The psychology of religion, part I
Faith is belief without evidence to back it up
Continuing the theme of being raised by evangelicals and how that has shaped this particular writer, I will begin a long-term exploration of the psychology of religion. In particular, I will explore Christianity since it is the religion I was indoctrinated into. Let's start with a definition of religion: belief in and worship of a superhuman controlling power, especially a personal god or gods. Importantly, this belief is not data-driven and evidence-based. Religion happens in the absence of proof. Religion requires faith. Faith has no burden of proof - it is wholly based on feelings and emotions. Faith is also cultural, which is to say that it gets passed from one mind to another.
A reason to believe speculates that religion was created to help us find meaning in a scary universe and at the same time meet humans' need for social organizing. In fact, the linked article states that researchers believe religion is a byproduct of cognition and that our brains evolved to make order out of chaos. Reading further leads us down a road that indicates human brains want to believe in the supernatural. Praying activates the same brain areas that are engaged when thinking about or interacting with authority figures. This, to me, helps to explain the link between evangelicals, the most fervent type of prayer warriors in the United States, and the failed strongman Donald J. Trump.
Is religion a pathology? That is: is it a form of illness or disease? This is a question I contemplate all the time. Human history and my own experiences make it quite clear that the lines between faith and mental illness often get blurred or wiped out completely. While it is possible to believe in gods and operate within the spectrum of normal human mental health, I think there is a correlation between religiosity and mental illness.
Freud thought religious beliefs were all delusional, but he was wrong about a lot of things. The other side of the coin is that mass delusions happen all the time. Millions or billions of people can share unhealthy fantasies. Look how many people believe Donald J. Trump is a successful businessman, is a billionaire, or knows how to fix anything broken in government for three examples of mass delusions. Social media has weaponized these group delusions, but that's a whole other series of essays.
Psychiatrists are authorized to prescribe medications that help delusional patients cope with reality. They are also the least likely of all doctors to be religious. This may be because of the association between hyper-religiosity and severe mental illness. Psychiatrists are most often the primary mechanism of treatment for such individuals.

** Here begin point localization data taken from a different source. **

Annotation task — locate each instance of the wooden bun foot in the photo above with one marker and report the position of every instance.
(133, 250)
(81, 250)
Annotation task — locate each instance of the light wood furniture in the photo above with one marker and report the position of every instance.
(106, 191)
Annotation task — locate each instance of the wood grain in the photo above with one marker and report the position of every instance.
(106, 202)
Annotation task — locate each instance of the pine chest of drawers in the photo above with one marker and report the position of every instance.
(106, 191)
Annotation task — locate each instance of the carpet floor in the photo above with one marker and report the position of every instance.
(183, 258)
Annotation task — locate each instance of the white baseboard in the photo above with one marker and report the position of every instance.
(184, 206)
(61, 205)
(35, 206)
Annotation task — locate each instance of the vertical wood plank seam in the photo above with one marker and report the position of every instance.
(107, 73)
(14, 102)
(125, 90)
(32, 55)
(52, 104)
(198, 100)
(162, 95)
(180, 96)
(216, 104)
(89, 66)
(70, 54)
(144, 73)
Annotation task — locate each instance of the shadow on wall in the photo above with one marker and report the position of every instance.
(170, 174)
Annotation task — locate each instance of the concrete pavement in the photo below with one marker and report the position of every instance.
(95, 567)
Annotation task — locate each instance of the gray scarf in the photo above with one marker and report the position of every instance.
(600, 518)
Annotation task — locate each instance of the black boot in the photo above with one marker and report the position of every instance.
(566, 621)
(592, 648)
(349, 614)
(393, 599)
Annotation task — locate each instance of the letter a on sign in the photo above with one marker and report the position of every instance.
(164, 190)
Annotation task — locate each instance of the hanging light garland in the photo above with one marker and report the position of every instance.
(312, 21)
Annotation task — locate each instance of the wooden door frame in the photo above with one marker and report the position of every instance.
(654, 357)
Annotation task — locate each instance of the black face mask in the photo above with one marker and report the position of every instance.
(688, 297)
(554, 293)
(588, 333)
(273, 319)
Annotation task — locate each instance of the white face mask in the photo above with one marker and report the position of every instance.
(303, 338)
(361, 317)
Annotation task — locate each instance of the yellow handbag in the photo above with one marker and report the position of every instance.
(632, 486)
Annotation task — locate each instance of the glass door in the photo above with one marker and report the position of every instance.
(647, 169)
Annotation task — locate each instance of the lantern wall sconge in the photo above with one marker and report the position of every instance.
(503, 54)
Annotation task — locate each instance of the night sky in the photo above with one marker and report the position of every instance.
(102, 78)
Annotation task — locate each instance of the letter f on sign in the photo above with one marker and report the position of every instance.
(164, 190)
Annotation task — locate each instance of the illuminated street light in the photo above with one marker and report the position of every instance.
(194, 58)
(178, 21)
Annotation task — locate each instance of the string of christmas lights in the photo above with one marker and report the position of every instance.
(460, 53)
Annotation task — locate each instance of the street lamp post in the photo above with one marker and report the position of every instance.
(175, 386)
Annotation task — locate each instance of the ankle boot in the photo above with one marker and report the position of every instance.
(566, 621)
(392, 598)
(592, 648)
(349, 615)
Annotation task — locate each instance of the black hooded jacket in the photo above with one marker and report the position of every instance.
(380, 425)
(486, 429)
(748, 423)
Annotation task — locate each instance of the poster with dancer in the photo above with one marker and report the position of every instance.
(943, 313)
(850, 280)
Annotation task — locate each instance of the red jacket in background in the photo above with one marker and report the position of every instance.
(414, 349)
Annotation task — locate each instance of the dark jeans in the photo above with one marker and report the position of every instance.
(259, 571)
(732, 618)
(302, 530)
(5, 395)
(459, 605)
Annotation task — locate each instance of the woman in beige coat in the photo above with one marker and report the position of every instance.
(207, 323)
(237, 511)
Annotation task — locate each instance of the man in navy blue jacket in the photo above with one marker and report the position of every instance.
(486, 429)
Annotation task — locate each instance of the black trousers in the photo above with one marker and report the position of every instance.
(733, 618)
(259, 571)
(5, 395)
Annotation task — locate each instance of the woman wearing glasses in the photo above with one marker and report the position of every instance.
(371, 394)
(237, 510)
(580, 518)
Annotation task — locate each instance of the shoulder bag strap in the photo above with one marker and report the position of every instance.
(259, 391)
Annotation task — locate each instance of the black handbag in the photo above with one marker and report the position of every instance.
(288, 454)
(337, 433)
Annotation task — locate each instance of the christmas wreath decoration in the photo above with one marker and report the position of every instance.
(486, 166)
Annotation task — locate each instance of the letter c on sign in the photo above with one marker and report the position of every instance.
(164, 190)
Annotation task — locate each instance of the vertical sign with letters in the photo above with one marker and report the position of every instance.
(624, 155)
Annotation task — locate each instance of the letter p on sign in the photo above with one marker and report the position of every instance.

With a population of around 37 million, Afghanistan is one of the most fundamentalist religious cultures globally. At the time of this writing, it has zero practicing psychiatrists. These facts are related. Cultural and national outcomes are tied to levels of religiosity (among other factors). Having spent time in Afghanistan, I will touch more on this topic in the future.
The psychology of religion is complex. Religion serves many purposes.
Offering meaning and order where none previously existed;
Providing rituals that give adherents a sense of purpose and lessen anxiety;
Helping to maintain calm in the face of adversity;
Reducing the likelihood of depression;
Providing a moral framework that requires little to no heavy mental lifting to follow;
Pro-social tribal needs are met.
The other side of this is that religion can cause adverse outcomes.
Increased non-reality based thinking;
Susceptibility to con artists and grifters;
More judgmental and willing to punish those who are not adherents;
Unwillingness to incorporate new information into personal or group worldview.
I personally have a strong negative bias towards religion and the Christian religion in particular. This is due to being raised in an evangelical household as the child of Protestant missionaries. I became convinced relatively early in life that my parents were experiencing shared delusions. Praying didn't produce the results it should have, and I found myself unable to accept that my purpose for existing was to serve as a pawn in a board game for the bipolar, petty being described in the Christian Bible.
If you self-identify as a Christian and haven't read your holy book with a critical eye, stop reading this essay and get cracking. I highly recommend The Skeptic's Annotated Bible by Steve Wells (affiliate link). If you are short on funds, visit the book's website.
This is part one of a multi-part essay on the psychology of religion and is dedicated to Harley, my adoptive father. He devoted his life to his faith and to his fellow humans, in that order. The order of things is important.